YeenDeer softness blog

Ellie the Yeen is a soft YeenDeer that mweeoops and does programming

View on GitHub About Bots Projects Tags

Making a Discord systemd failure handler

Did you know that systemd allows you to create special units that run only when other units fail and that they can be used to send notifications when services go down. Now we are going to look at how that would be done using Discord using Webhooks. In the screenshot below is an example of a message generated using this method that uses a Discord embed with a custom profile picture.


A Discord message from a bot named systemd at 10:01 with the systemd logo that is green square and triangle inside black square brackets. There is a red embed with the title: Service justfail.service failed and description: × justfail.service - This will just fail 
      Loaded: loaded (/home/pi/.config/systemd/user/justfail.service; static) 
      Active: failed (Result: exit-code) since Sun 2023-11-19 10:01:44 CET; 567ms ago 
     Process: 27410 ExecStart=sh -c echo fail; exit 1 (code=exited, status=1/FAILURE) 
    Main PID: 27410 (code=exited, status=1/FAILURE) 
         CPU: 11ms

In order to start you want to use a command like the following in order to create or edit the unit we need in order for this to work.
systemctl --user edit --full --force servicefailure@.service
This command will edit a user systemd unit and if it does not exist it will create it if saved. We of course need to fell the unit service file in order for it to run and also have it end with an at sign un order to make this kind of unit. Below is an example of this kind of unit file that runs a Python script whenever the unit is started and also sends an argument to that script in order for it to know what unit had a failure.

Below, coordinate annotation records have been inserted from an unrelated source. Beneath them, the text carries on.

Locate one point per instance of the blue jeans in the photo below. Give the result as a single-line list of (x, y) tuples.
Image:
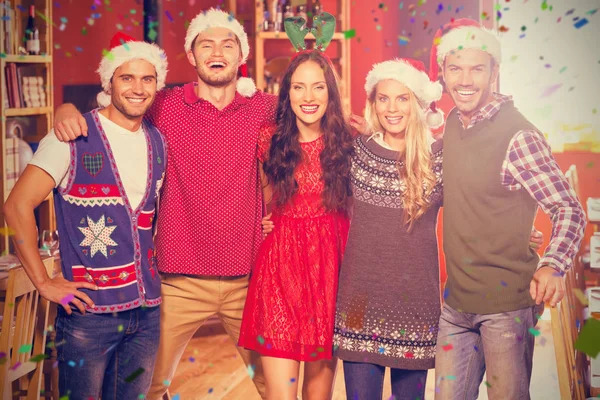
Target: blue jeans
[(500, 344), (365, 382), (108, 354)]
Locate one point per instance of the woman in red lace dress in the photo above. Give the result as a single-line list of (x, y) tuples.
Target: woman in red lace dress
[(290, 307)]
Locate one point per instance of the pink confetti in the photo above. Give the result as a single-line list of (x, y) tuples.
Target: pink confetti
[(551, 89), (67, 299)]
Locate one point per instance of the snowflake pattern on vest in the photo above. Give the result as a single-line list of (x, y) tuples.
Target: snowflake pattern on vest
[(97, 236)]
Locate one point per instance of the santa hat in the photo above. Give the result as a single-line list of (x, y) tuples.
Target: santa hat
[(412, 74), (215, 18), (461, 34), (124, 48)]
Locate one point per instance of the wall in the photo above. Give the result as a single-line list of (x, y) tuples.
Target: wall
[(78, 54)]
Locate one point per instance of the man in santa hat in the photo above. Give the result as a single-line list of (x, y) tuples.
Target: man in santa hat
[(498, 169), (208, 227), (107, 185)]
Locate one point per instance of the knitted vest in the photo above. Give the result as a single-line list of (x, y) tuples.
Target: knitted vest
[(486, 227), (103, 240)]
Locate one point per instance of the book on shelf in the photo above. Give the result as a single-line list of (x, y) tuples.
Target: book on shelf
[(24, 86)]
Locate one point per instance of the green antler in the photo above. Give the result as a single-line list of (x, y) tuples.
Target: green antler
[(323, 30), (296, 30)]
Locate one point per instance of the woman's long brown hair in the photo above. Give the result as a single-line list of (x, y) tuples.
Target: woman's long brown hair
[(285, 152)]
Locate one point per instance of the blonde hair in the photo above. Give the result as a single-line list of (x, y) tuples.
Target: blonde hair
[(418, 167)]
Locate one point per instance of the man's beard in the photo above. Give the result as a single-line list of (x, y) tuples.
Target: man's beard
[(121, 106), (217, 81)]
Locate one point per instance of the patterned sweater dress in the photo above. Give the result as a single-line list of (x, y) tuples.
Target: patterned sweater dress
[(388, 303)]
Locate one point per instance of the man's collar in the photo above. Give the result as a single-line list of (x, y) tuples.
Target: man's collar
[(190, 96)]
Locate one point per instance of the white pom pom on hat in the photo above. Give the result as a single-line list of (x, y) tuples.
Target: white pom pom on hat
[(124, 48), (412, 74)]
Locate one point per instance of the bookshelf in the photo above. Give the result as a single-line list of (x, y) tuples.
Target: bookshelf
[(261, 39), (34, 118)]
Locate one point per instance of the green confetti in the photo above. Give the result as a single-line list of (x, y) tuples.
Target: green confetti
[(588, 342), (134, 375), (25, 348), (534, 332)]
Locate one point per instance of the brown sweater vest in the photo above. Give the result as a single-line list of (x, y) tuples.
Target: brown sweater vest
[(486, 226)]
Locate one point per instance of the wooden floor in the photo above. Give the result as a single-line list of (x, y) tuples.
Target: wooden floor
[(212, 369)]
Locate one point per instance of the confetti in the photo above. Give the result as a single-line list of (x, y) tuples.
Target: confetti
[(25, 348), (551, 89), (134, 375), (580, 23), (67, 299), (581, 296), (588, 342), (38, 358), (349, 34), (534, 332)]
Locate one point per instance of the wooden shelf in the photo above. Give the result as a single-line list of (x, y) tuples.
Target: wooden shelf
[(23, 112), (27, 59), (281, 35)]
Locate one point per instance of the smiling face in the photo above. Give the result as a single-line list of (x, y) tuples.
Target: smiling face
[(392, 106), (308, 93), (216, 55), (469, 75), (133, 88)]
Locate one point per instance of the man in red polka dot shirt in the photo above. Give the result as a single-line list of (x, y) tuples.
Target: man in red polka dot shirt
[(208, 227)]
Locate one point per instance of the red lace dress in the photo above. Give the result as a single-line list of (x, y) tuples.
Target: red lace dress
[(290, 307)]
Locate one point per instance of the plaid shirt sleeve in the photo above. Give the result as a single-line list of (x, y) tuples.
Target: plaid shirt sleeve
[(529, 164)]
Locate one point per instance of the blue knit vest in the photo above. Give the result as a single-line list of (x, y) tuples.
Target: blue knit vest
[(103, 240)]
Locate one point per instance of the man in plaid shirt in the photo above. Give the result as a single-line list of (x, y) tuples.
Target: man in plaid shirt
[(498, 169)]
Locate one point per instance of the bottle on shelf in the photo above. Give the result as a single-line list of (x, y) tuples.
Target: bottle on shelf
[(288, 10), (279, 18), (273, 11), (266, 20), (301, 11), (32, 34)]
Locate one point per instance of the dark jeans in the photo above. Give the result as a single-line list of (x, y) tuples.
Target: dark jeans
[(365, 382), (112, 354), (499, 344)]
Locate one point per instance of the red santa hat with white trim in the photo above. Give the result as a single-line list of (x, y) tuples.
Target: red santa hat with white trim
[(215, 18), (124, 48), (462, 34), (412, 74)]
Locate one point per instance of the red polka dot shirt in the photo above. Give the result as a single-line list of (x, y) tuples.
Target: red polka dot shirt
[(211, 204)]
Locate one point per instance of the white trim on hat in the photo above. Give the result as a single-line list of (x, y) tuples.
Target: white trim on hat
[(214, 18), (469, 37), (127, 52), (417, 81)]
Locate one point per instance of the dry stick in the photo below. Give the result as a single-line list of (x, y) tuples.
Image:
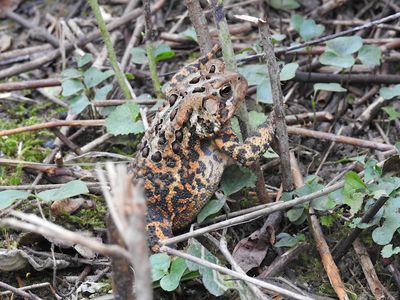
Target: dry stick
[(223, 247), (29, 287), (375, 285), (29, 84), (200, 25), (149, 42), (127, 208), (329, 37), (281, 262), (29, 25), (329, 265), (344, 245), (230, 63), (252, 215), (337, 138), (19, 291), (53, 124), (35, 224), (238, 275), (40, 187), (122, 81), (15, 70), (346, 78), (22, 54), (331, 269), (277, 96)]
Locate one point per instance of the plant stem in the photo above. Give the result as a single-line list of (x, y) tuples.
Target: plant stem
[(153, 69), (111, 53), (149, 38)]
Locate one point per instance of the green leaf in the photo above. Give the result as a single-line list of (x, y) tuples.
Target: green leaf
[(211, 208), (309, 29), (256, 119), (295, 214), (93, 76), (370, 55), (190, 33), (392, 113), (123, 120), (372, 171), (101, 93), (332, 59), (346, 45), (163, 52), (284, 4), (353, 182), (264, 92), (389, 251), (287, 240), (254, 74), (78, 103), (384, 186), (213, 281), (71, 87), (296, 21), (389, 93), (384, 234), (289, 71), (159, 264), (332, 87), (353, 191), (277, 37), (8, 197), (70, 189), (85, 59), (171, 281), (71, 74), (138, 56), (235, 178)]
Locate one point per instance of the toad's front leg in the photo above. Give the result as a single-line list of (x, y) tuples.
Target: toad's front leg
[(159, 228), (253, 147)]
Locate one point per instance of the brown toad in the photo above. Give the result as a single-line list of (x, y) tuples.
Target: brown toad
[(183, 154)]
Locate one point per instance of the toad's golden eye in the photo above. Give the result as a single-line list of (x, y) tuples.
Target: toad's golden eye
[(225, 91)]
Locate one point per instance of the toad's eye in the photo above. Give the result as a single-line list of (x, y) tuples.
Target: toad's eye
[(225, 91)]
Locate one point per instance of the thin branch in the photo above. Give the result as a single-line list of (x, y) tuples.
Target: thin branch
[(243, 277), (110, 49)]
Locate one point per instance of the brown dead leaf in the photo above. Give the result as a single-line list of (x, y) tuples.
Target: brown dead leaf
[(251, 251), (5, 42), (69, 206)]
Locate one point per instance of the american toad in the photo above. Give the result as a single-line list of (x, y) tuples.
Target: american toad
[(190, 142)]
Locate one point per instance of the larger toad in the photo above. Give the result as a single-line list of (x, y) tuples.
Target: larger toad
[(183, 154)]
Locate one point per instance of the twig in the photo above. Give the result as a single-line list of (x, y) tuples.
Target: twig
[(200, 25), (111, 53), (19, 291), (29, 84), (127, 208), (347, 78), (339, 138), (375, 285), (53, 124), (223, 247), (277, 96), (41, 187), (223, 270), (35, 224), (252, 215), (328, 37), (344, 245)]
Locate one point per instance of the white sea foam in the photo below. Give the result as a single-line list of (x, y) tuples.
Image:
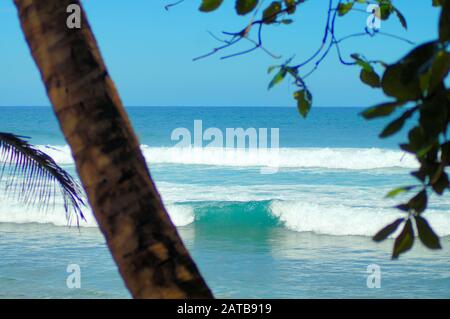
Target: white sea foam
[(343, 220), (13, 212), (326, 158)]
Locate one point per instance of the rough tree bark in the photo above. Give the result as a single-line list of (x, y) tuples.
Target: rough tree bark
[(143, 241)]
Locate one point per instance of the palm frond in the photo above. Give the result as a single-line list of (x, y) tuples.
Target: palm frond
[(34, 178)]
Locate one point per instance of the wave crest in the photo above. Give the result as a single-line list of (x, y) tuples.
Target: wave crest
[(325, 158)]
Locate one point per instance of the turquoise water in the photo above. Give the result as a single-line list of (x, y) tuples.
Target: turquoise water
[(301, 232)]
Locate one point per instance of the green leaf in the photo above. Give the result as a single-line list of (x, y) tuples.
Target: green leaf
[(271, 12), (386, 9), (401, 17), (362, 62), (439, 70), (370, 78), (402, 80), (399, 190), (291, 6), (419, 202), (304, 101), (245, 6), (278, 78), (426, 234), (344, 8), (210, 5), (387, 230), (271, 68), (404, 241)]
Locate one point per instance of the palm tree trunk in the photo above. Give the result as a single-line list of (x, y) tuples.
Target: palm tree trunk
[(143, 241)]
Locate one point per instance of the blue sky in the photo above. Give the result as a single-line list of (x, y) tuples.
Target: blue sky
[(149, 54)]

~/.config/systemd/user/servicefailure@.service

[Unit]
Description=Failure handler for %i

[Service]
Type=oneshot
ExecStart=/home/pi/.cron/servicefailure/servicefailure.py %i

This needs to point at an existing Python script which you can place where you want as long as the user has access to it and it is marked as executable and has the proper interpreter pointed at. We use Python for this as it is a popular language that suits well for that task but this could be completely done in dash, Ruby or even PHP if you wanted. The following file is the one that should be pointed at by the unit file and it receives an argument that it uses in order to fetch the status from systemd and then sends that using a Discord WebHook to Discord with some embed formatting.

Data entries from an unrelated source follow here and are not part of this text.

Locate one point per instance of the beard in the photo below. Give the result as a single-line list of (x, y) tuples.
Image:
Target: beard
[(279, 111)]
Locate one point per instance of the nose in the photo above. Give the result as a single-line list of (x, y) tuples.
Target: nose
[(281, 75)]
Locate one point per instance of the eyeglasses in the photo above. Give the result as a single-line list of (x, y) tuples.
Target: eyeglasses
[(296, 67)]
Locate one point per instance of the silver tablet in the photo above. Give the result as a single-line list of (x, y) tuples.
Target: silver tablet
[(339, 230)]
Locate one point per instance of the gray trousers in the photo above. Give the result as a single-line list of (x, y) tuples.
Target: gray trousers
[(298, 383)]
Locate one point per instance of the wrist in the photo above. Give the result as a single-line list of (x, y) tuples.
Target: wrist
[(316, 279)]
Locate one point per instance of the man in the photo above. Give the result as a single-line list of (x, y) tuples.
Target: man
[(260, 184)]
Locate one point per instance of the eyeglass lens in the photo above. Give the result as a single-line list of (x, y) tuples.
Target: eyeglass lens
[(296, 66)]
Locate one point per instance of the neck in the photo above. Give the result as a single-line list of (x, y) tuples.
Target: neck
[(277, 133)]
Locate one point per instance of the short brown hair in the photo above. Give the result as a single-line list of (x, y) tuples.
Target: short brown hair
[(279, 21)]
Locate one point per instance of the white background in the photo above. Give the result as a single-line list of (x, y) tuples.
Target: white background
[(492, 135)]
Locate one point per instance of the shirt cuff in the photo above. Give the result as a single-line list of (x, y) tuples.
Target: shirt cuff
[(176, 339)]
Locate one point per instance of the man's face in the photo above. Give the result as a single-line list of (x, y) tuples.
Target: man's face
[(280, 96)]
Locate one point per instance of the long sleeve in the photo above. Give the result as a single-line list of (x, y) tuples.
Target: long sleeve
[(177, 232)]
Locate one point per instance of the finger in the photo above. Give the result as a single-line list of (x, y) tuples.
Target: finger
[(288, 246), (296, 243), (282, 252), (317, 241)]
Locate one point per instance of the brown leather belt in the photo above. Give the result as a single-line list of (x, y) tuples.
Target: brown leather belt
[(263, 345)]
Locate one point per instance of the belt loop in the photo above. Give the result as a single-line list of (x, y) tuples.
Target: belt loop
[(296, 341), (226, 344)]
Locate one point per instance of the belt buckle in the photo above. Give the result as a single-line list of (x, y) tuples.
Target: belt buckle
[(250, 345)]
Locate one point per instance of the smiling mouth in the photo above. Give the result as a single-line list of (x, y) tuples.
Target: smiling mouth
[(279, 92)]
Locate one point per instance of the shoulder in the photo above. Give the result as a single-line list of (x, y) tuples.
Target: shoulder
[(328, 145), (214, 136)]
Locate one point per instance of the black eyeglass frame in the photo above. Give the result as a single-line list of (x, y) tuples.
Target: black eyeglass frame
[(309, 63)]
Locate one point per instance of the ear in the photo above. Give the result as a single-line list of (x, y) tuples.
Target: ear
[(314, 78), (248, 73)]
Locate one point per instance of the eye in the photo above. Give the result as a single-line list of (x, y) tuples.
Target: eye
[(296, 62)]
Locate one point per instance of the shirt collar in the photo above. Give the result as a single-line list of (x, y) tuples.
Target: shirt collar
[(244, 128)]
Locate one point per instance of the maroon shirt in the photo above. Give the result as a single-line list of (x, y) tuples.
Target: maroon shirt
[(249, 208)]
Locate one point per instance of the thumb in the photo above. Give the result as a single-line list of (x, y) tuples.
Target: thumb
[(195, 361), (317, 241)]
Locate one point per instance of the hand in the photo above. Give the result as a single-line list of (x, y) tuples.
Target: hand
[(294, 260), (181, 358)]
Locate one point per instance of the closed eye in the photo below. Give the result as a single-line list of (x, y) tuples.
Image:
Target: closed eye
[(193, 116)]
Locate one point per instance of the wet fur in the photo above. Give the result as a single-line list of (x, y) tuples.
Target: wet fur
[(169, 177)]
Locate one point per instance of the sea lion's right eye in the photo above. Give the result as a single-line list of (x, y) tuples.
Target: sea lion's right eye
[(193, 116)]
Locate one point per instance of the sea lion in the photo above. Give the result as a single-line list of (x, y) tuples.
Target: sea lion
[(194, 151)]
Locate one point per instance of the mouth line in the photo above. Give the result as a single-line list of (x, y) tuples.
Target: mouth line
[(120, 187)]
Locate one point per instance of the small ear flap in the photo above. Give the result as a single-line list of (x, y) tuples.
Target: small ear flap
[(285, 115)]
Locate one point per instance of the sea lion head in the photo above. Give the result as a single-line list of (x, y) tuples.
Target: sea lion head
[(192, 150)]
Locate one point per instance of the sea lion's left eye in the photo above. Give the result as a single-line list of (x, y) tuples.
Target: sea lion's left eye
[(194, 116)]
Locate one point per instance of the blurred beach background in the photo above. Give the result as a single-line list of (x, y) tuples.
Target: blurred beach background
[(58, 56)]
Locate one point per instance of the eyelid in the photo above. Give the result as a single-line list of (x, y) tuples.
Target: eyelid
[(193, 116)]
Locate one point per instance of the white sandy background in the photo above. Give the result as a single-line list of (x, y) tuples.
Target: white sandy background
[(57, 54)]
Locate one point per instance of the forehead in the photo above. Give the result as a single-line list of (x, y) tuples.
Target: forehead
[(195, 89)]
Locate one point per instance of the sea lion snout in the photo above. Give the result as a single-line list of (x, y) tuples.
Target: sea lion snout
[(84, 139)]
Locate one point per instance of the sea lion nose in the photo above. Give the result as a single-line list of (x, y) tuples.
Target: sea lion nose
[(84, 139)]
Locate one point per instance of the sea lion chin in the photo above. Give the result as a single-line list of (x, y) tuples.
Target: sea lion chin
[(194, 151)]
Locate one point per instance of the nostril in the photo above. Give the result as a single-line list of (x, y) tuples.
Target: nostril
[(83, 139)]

~/.cron/servicefailure/servicefailure.py

#!/usr/bin/python3
import subprocess
import requests
import sys

# We specified that the failed service name was going to be sent as an argument so we get it here
service = sys.argv[1]
status = f"Service {service} failed"
print(status)

# Run the systemctl status command for the service that just failed
proc = subprocess.Popen(
    f"systemctl --user status {service}", stdout=subprocess.PIPE, shell=True
)
# This is a tuple of 2 bytes objects for stdout and stderr so we want the stdout as a string
output = proc.communicate()[0].decode("utf-8")

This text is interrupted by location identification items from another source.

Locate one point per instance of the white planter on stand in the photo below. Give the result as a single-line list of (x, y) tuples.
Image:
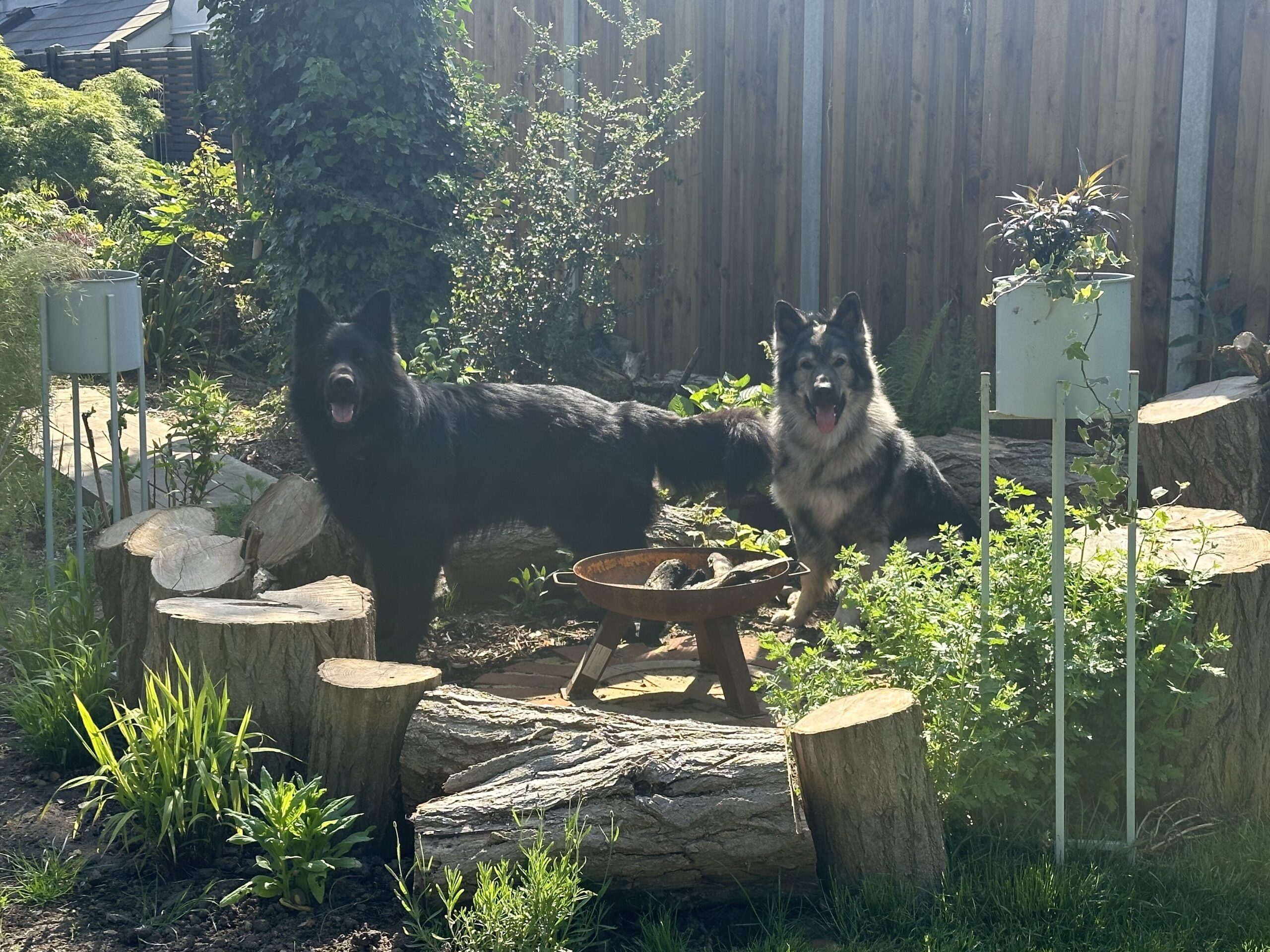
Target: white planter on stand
[(1034, 333), (92, 325)]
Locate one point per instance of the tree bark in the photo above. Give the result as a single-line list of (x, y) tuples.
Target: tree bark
[(870, 804), (167, 527), (1225, 760), (108, 564), (267, 651), (360, 719), (480, 564), (300, 540), (702, 810), (1217, 438)]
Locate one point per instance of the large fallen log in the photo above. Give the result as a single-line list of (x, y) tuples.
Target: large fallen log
[(704, 812), (149, 538), (360, 719), (267, 649), (870, 803), (1225, 758), (1217, 438), (480, 564), (300, 540)]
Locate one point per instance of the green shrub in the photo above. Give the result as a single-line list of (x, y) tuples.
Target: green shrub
[(58, 654), (76, 141), (988, 701), (303, 841), (348, 117), (539, 252), (536, 904), (171, 770)]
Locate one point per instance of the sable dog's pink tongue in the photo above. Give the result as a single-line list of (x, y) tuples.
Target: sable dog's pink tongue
[(826, 419)]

# Generally I would recommend putting more error handlers here that tell if something goes wrong through notifications

color = 0xFF0000  # Red
o = dict(
    # Create one embed with the color, the title and the status
    embeds=[dict(color=color, title=status, description=output)],
    # Set a username below in case you do not set it elsewhere in for example hook config
    username="systemd",
    # Set the logo as url here that the webhook is going to use if you do not set it in hook config
    #avatar_url=None,
)
# This string below must be set to a Discord WebHook URL for this to work
hook = ""
# Do a post with requests
d = requests.post(hook, json=o, params=dict(wait="true"))
# Print so we can see any errors in this through journalctl
print(d.text)

When this is ready and you have configured it correctly there is just one step left in order to to make use of this. We have to point services that when they fail should start our error handler unit and you can do this on every single unit as long as it is the same user or system wide but then you should not use the --user argument. Yes you can in fact make this tell on Discord if your Discord bot goes down as webhooks are not dependent on a specific Discord bot being online.

~/.config/systemd/user/discordbot.service

[Unit]
Description=Discord bot
OnFailure=servicefailure@%n.service

[Service]
ExecStart=/home/pi/bots/discord/discordbot.py

Take note of the OnFailure line which defines that the following unit should use the failure handler.

There are many quirks and such in systemd configuration and you should look at the documentation in order to understand better if you want to go into detail as there are many format specifiers like %i and %n for units.

This was a small fun project that has been extremely useful in knowing what services go down in systemd and if you have a Linux machine with systemd we really recommend looking into the more fun features it has.

*Mweeoops*

By ellietheyeen 19 November 2023 Permalink Tags: discord python systemd


Instance: